Monday, Sep. 03, 1928

Tennis

Flip! The first service was spun. Into action sprang Helen Wills and Mrs. J. Saunders Taylor in the 41st annual women's championship tournament at Forest Hills, L. I. Twenty-two minutes later they shook hands, Miss Wills a 6-0, 6-1 victor over Mrs. Taylor.

John Van Ryn spent the spring at Princeton because it was his senior year; George M. Lott went abroad on the Davis Cup squad, played tennis. Yet Van Ryn extended Lott to five sets last week before Lott turned Van Ryn into a pillar of fault, ran out the match, won his first leg on the Newport (R. I.) Casino singles cup. The same afternoon Lott, paired with John (California) Doeg, bested Van Ryn and Wilmer (Texas) Allison in the doubles final. Lott may play freshman tennis next spring at Brown University, which last week admitted him to its rolls.

Two great racqueteers have alienated public favor when it might have done them the most good. One was Vincent Richards, onetime junior singles champion, onetime Davis Cup defender, whose attempt to justify his turning professional brought forth lame excuses, and turned away many who otherwise might have given him their support. The other was William Tatem Tilden II, who last week was found guilty of breaking the player-writer rule of the U. S. L. T. A. and punished by indefinite banishment from amateur tennis.

Just prior to a meeting of tennis moguls in the Hotel Vanderbilt, Manhattan, Tilden made two mistakes: 1) He told the tycoons that business prevented his defending his case, which inevitably was inferred to be a plea of guilty; and 2) he released for publication a letter which he wrote to President Samuel H. Collom, of the U. S. L. T. A., wherein he said, among other things, that he "did not intentionally violate or attempt to evade the spirit or letter of the [player-writer] rule and to the best of my knowledge articles under dispute do not violate the rule." This constitutes either falsehood or an anaemic revival of his 1925 alibi, when he was in a similar difficulty for a similar offense.

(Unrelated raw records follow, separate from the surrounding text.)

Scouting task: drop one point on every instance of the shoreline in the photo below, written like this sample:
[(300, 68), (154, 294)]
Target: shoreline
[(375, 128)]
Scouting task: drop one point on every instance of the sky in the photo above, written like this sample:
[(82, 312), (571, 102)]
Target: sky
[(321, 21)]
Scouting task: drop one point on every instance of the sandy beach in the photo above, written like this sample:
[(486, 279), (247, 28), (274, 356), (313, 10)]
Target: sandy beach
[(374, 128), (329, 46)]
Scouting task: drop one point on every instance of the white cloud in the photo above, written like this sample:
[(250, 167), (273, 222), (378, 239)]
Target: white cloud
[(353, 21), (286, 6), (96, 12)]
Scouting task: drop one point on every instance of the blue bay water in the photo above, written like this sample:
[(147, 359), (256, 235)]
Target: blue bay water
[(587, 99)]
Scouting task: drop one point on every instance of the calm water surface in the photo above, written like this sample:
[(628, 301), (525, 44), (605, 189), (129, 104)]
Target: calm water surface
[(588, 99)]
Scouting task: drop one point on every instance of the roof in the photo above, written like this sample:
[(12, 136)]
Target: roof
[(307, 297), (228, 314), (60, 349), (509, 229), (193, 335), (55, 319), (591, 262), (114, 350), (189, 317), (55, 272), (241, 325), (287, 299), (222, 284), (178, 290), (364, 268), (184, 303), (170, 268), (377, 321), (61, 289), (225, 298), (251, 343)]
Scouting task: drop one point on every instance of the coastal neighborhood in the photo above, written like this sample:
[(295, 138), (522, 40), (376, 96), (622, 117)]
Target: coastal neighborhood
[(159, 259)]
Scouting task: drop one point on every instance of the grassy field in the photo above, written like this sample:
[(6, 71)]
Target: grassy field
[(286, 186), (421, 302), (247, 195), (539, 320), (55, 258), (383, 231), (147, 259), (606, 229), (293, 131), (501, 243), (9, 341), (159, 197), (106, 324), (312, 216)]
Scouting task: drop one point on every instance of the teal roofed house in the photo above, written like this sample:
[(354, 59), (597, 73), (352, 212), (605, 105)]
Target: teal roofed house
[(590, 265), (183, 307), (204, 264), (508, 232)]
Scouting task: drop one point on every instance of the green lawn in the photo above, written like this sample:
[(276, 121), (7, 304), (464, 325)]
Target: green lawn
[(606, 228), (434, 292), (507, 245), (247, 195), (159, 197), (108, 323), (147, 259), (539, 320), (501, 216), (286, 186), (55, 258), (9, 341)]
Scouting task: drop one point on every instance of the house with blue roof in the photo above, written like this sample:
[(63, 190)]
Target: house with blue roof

The standing of Tilden would seem to be: he is out of tennis, knows it; he may seek reinstatement, but an application for reinstatement would be taken by many to be merely a gesture which would give the U. S. L. T. A. the choice of reversing its stand or of remaining adamant, thus making Tilden appear a martyr. Yet it is unlikely that Tilden cares either way: there are thousands to be made in professional tennis, not a little to be made in exploiting his reputation. Thus, without honor, passes the man who for six years dominated world tennis, who for eight years wielded a sceptral "bat" over the American net game.